Ru‐Catalyzed Alkene Hydrophosphination: Correlating Substrate Scope with An Outer‐Sphere Mechanism

Abstract A detailed examination of substrate scope is described for alkene hydrophosphination catalyzed by a series of Cp*Ru complexes. An outer‐sphere mechanism is proposed that involves nucleophilic addition of a Ru phosphido ligand to the alkene and subsequent proton transfer to the resulting phospha‐carbanion from Ru‐bound substrate phosphine. Selected kinetic studies and the observation of catalyst resting state complexes that inevitably contain both a reactive phosphido ligand and substrate phosphine suggest that the conjugate addition is turnover limiting.
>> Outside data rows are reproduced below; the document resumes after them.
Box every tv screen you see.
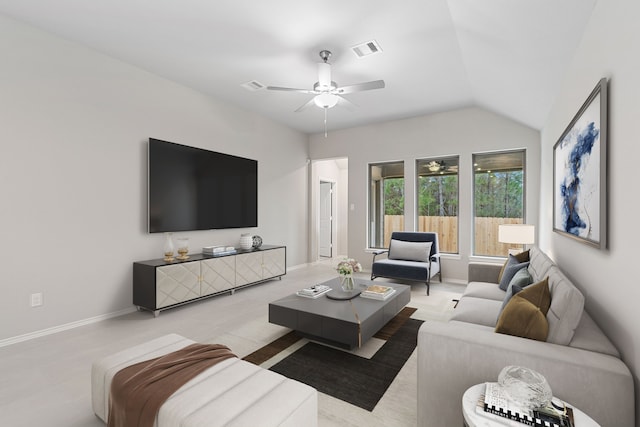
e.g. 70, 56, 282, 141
148, 138, 258, 233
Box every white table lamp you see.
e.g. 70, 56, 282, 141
498, 224, 536, 254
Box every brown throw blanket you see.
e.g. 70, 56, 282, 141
107, 344, 236, 427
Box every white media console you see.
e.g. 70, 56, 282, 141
133, 245, 287, 316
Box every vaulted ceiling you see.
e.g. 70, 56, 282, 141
0, 0, 596, 133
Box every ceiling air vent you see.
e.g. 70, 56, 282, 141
240, 80, 264, 92
351, 40, 382, 58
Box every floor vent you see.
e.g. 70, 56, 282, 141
240, 80, 264, 92
351, 40, 382, 58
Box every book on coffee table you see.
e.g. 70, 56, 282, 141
360, 285, 396, 300
296, 285, 331, 298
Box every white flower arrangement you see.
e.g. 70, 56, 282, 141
336, 258, 362, 276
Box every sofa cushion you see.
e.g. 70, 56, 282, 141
509, 268, 533, 288
547, 265, 584, 345
500, 255, 529, 291
498, 268, 533, 317
495, 280, 551, 341
451, 296, 502, 327
518, 278, 551, 316
528, 246, 554, 282
569, 310, 620, 358
462, 282, 504, 301
388, 239, 432, 262
498, 250, 529, 283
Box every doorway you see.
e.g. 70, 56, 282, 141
318, 181, 334, 258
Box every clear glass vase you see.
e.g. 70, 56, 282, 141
177, 237, 189, 260
340, 274, 355, 292
164, 233, 175, 262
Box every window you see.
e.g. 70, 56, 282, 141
416, 157, 459, 254
473, 150, 525, 256
369, 162, 404, 248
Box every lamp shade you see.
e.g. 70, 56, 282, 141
498, 224, 536, 245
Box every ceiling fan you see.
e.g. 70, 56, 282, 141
267, 50, 384, 136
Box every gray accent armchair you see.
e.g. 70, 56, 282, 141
371, 231, 442, 295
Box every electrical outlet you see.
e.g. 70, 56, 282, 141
31, 292, 42, 307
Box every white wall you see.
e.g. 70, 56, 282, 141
0, 16, 308, 340
309, 108, 540, 282
540, 0, 640, 420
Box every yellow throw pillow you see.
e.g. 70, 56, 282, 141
495, 279, 551, 341
498, 249, 529, 283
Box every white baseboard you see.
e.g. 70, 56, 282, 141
0, 307, 136, 347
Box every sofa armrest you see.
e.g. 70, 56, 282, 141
469, 262, 502, 283
371, 249, 389, 263
418, 322, 635, 427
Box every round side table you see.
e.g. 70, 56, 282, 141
462, 383, 600, 427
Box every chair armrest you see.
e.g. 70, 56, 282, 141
469, 262, 502, 283
417, 321, 635, 427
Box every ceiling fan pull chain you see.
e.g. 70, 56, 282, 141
323, 107, 329, 138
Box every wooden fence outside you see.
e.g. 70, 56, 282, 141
384, 215, 522, 256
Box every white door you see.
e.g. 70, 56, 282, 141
318, 181, 333, 258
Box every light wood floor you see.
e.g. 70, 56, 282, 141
0, 260, 464, 427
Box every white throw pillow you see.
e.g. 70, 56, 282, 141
389, 239, 432, 262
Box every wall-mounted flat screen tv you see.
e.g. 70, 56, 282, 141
148, 138, 258, 233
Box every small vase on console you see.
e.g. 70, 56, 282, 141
164, 233, 175, 262
177, 237, 189, 261
240, 233, 253, 250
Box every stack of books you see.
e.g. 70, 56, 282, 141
360, 285, 396, 300
296, 285, 331, 298
202, 246, 236, 256
476, 383, 575, 427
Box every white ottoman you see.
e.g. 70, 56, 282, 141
91, 334, 318, 427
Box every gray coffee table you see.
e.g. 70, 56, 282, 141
269, 278, 411, 348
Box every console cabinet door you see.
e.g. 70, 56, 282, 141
156, 261, 200, 308
235, 252, 262, 286
200, 256, 236, 296
262, 248, 287, 279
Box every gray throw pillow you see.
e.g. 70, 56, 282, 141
498, 268, 533, 319
499, 255, 529, 291
388, 239, 431, 262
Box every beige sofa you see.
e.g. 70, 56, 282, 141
418, 247, 635, 427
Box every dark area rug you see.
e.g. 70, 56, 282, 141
244, 307, 423, 411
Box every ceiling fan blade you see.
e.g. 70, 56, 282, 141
294, 98, 315, 113
333, 80, 384, 95
267, 86, 318, 93
336, 95, 358, 111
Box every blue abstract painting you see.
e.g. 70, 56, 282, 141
554, 95, 602, 242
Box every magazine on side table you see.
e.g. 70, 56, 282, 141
476, 383, 579, 427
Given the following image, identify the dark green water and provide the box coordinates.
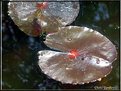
[2,1,120,90]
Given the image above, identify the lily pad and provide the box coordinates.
[42,0,80,26]
[8,0,79,36]
[38,26,117,84]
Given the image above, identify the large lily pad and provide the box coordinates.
[39,26,117,84]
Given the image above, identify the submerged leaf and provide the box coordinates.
[39,26,117,84]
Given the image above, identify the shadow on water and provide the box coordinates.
[2,1,120,90]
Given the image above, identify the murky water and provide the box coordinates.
[2,1,120,90]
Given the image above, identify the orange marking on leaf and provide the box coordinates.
[36,2,48,9]
[68,49,79,59]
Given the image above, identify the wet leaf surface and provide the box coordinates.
[2,0,120,91]
[39,26,117,84]
[8,0,79,36]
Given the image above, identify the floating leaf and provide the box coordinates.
[38,26,117,84]
[42,0,80,26]
[8,0,79,36]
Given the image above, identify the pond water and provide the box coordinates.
[2,1,120,90]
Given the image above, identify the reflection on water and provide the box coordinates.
[2,1,120,89]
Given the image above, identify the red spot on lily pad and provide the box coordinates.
[36,2,48,9]
[68,49,79,59]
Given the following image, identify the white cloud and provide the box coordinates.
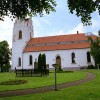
[0,17,13,47]
[91,19,100,28]
[67,23,85,34]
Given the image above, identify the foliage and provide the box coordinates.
[87,65,95,69]
[88,37,100,66]
[0,0,56,20]
[38,53,43,72]
[0,41,11,72]
[0,0,100,25]
[38,54,46,72]
[68,0,100,25]
[42,54,46,70]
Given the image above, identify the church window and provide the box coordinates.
[18,57,21,66]
[19,31,22,39]
[71,52,75,63]
[87,52,91,62]
[29,55,33,65]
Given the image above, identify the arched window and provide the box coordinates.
[87,52,91,62]
[19,31,22,39]
[71,52,75,63]
[18,57,21,66]
[29,55,33,65]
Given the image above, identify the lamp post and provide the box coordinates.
[52,64,57,91]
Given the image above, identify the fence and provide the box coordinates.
[15,69,49,77]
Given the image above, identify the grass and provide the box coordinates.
[0,71,86,91]
[0,70,100,100]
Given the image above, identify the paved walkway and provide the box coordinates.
[0,73,95,97]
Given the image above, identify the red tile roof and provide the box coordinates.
[24,34,96,52]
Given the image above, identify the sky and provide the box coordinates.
[0,0,100,48]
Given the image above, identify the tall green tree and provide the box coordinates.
[0,0,56,20]
[38,53,43,72]
[88,37,100,67]
[68,0,100,25]
[0,41,11,72]
[0,0,100,25]
[42,54,46,70]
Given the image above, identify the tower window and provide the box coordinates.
[19,31,22,39]
[18,57,21,66]
[71,53,75,63]
[29,55,33,65]
[87,52,91,62]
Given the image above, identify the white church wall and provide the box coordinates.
[11,18,34,69]
[23,49,94,69]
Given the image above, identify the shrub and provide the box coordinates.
[87,65,95,69]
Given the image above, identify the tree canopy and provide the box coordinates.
[0,0,56,20]
[88,37,100,66]
[0,41,11,72]
[68,0,100,25]
[0,0,100,25]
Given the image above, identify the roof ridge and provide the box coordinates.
[32,33,85,39]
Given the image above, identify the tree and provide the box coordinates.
[88,37,100,67]
[0,0,56,20]
[42,54,46,70]
[68,0,100,25]
[38,53,43,72]
[0,41,11,72]
[0,0,100,25]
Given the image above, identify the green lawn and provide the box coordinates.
[0,70,100,100]
[0,71,86,91]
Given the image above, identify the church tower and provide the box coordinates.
[12,18,34,70]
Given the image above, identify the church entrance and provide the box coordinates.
[56,56,61,70]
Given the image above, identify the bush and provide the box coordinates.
[87,65,95,69]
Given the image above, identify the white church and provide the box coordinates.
[12,18,96,70]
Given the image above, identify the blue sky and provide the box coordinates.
[0,0,100,47]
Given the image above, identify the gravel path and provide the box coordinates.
[0,73,95,97]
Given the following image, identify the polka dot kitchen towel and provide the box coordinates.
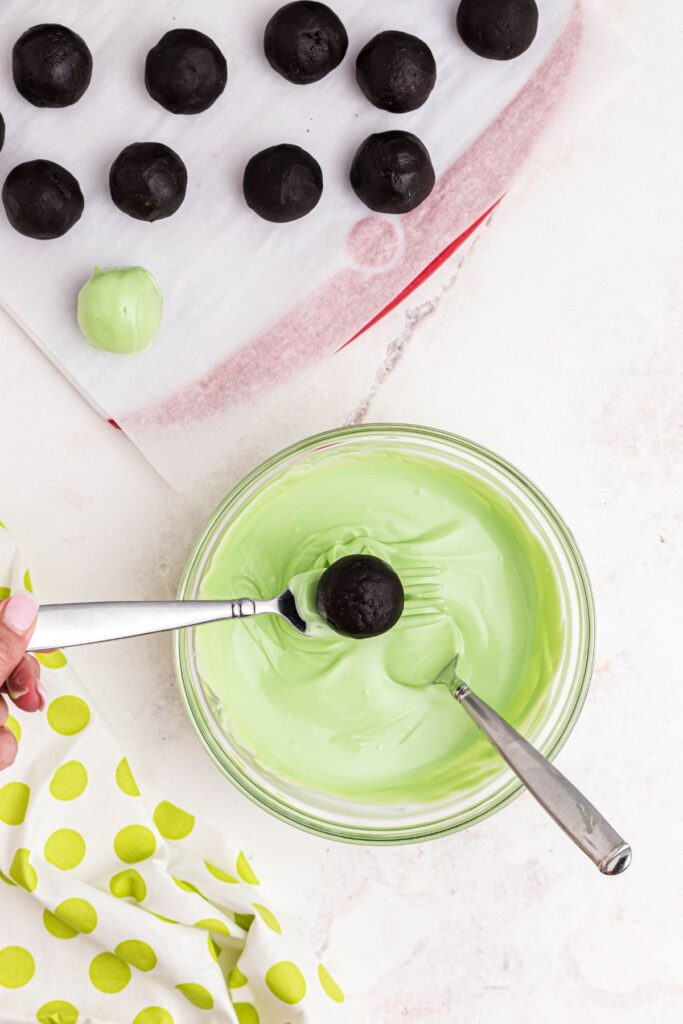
[0,520,347,1024]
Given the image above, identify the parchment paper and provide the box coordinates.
[0,0,622,488]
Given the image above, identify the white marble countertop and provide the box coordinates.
[0,0,683,1024]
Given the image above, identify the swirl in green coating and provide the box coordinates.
[78,266,164,355]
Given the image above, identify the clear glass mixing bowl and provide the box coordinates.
[173,424,594,845]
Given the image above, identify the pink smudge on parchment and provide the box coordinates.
[135,2,583,426]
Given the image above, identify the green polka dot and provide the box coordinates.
[147,910,178,925]
[43,899,97,939]
[194,918,230,935]
[0,946,36,988]
[5,715,22,743]
[237,853,260,886]
[110,867,147,903]
[0,782,31,825]
[133,1007,173,1024]
[116,758,140,797]
[47,697,90,736]
[171,876,205,899]
[204,860,238,886]
[252,903,283,935]
[9,850,38,893]
[36,999,78,1024]
[317,964,344,1002]
[43,828,85,871]
[265,961,306,1006]
[154,800,195,840]
[175,982,213,1010]
[114,939,157,973]
[114,825,157,864]
[227,967,247,988]
[50,761,88,800]
[34,650,67,669]
[232,1002,261,1024]
[88,953,130,995]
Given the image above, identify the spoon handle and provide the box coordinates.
[29,598,262,650]
[453,684,631,874]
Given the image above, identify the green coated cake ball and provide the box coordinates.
[78,266,164,355]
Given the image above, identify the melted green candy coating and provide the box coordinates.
[78,266,164,355]
[197,443,565,805]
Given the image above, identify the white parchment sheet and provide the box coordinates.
[0,0,622,487]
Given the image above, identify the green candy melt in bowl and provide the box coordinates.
[173,425,594,845]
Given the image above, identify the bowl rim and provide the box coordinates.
[173,423,595,846]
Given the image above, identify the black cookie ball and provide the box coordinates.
[316,555,403,640]
[12,25,92,106]
[2,160,83,239]
[144,29,227,114]
[355,32,436,114]
[351,131,435,213]
[263,0,348,85]
[244,143,323,224]
[458,0,539,60]
[110,142,187,222]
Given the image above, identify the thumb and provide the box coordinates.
[0,590,38,686]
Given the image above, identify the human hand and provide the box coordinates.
[0,591,46,769]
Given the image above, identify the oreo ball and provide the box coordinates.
[2,160,84,239]
[110,142,187,223]
[144,29,227,114]
[12,25,92,106]
[244,143,323,224]
[263,0,348,85]
[351,131,435,213]
[355,32,436,114]
[316,555,403,640]
[457,0,539,60]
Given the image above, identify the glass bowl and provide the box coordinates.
[173,424,594,845]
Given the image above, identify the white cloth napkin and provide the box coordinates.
[0,524,346,1024]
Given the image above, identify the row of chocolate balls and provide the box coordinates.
[3,0,539,114]
[2,125,435,239]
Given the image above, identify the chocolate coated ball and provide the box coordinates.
[110,142,187,222]
[355,32,436,114]
[316,555,404,640]
[2,160,84,239]
[12,25,92,106]
[244,143,323,224]
[144,29,227,114]
[263,0,348,85]
[351,131,435,213]
[458,0,539,60]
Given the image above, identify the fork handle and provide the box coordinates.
[29,598,259,650]
[453,684,631,874]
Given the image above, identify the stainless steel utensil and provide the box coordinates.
[434,656,631,874]
[29,590,308,650]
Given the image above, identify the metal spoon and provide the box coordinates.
[29,589,308,650]
[434,656,631,874]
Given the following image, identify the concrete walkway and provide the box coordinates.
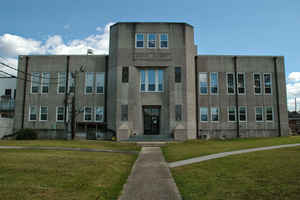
[0,146,139,154]
[119,147,181,200]
[168,144,300,168]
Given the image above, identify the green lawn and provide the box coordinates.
[0,149,137,200]
[0,140,140,151]
[162,136,300,162]
[171,147,300,200]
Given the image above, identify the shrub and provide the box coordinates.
[16,129,37,140]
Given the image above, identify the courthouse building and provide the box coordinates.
[14,22,288,141]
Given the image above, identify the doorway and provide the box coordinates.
[143,106,161,135]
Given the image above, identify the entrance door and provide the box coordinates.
[143,106,160,135]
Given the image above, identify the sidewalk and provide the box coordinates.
[119,147,181,200]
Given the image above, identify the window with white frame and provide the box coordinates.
[210,107,219,122]
[200,107,208,122]
[68,72,75,93]
[237,73,245,94]
[84,106,92,121]
[239,106,247,122]
[96,72,104,94]
[160,33,168,49]
[95,106,104,122]
[255,106,264,122]
[31,72,41,93]
[253,73,261,95]
[140,69,164,92]
[264,73,272,94]
[199,72,208,94]
[147,33,156,48]
[40,106,48,121]
[42,72,50,93]
[29,105,37,121]
[135,33,144,48]
[57,72,67,94]
[228,106,236,122]
[210,72,218,94]
[227,73,235,94]
[56,106,65,122]
[85,72,94,94]
[266,106,273,122]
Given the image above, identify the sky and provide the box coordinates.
[0,0,300,110]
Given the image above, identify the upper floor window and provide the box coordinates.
[160,33,168,48]
[58,72,67,93]
[210,72,218,94]
[227,73,235,94]
[135,33,144,48]
[85,72,94,94]
[31,72,41,93]
[264,73,272,94]
[253,73,261,94]
[140,69,164,92]
[175,67,181,83]
[42,72,50,93]
[237,73,245,94]
[96,72,104,94]
[147,33,156,48]
[199,72,208,94]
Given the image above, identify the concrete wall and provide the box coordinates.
[197,56,288,138]
[0,118,14,139]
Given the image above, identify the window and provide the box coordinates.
[58,72,67,94]
[237,73,245,94]
[200,107,208,122]
[266,106,273,121]
[211,107,219,122]
[210,72,218,94]
[84,107,92,121]
[199,72,208,94]
[175,105,182,121]
[122,67,129,83]
[42,72,50,93]
[31,72,41,93]
[29,105,37,121]
[85,72,94,94]
[95,106,104,122]
[253,73,261,94]
[135,33,144,48]
[140,69,164,92]
[239,106,247,122]
[228,106,236,122]
[40,106,48,121]
[68,72,75,93]
[96,72,105,94]
[148,33,156,48]
[264,74,272,94]
[56,106,65,122]
[121,105,128,121]
[255,106,264,122]
[227,73,235,94]
[159,33,168,48]
[175,67,181,83]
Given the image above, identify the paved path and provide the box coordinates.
[119,147,181,200]
[0,146,139,154]
[168,144,300,168]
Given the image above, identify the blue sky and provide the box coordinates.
[0,0,300,109]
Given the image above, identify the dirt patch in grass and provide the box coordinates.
[0,150,137,200]
[171,147,300,200]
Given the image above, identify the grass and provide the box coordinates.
[171,147,300,200]
[162,136,300,162]
[0,140,140,151]
[0,149,137,200]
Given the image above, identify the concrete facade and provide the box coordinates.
[14,23,288,140]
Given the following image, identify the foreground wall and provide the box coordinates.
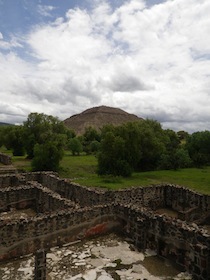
[0,173,210,280]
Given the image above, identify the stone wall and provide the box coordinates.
[0,180,79,214]
[0,153,12,165]
[0,172,210,280]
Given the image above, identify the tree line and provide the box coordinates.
[0,113,210,176]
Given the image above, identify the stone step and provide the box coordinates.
[0,165,17,174]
However, analysis of catalyst activities as a function of the alkene activating group, and observation of off‐cycle alkene oligomerization initiated by the phospha‐carbanion intermediate for some alkene and phosphine substrates point to a more complex situation. These results suggest that alkenes that are “too” activated or substrate phosphines that are not sufficiently P─H acidic cause the intramolecular proton transfer to become turnover‐limiting, with rates sensitive to the conjugate addition “pre‐equilibrium”. This unusual compilation of experimental evidence for the impact of substrate variation on the activity and selectivity of a hydrophosphination catalyst provides insights for guiding future catalyst (re)design, including the challenge of providing a coordination environment that enhances phosphine P─H acidity to achieve a broader substrate phosphine scope.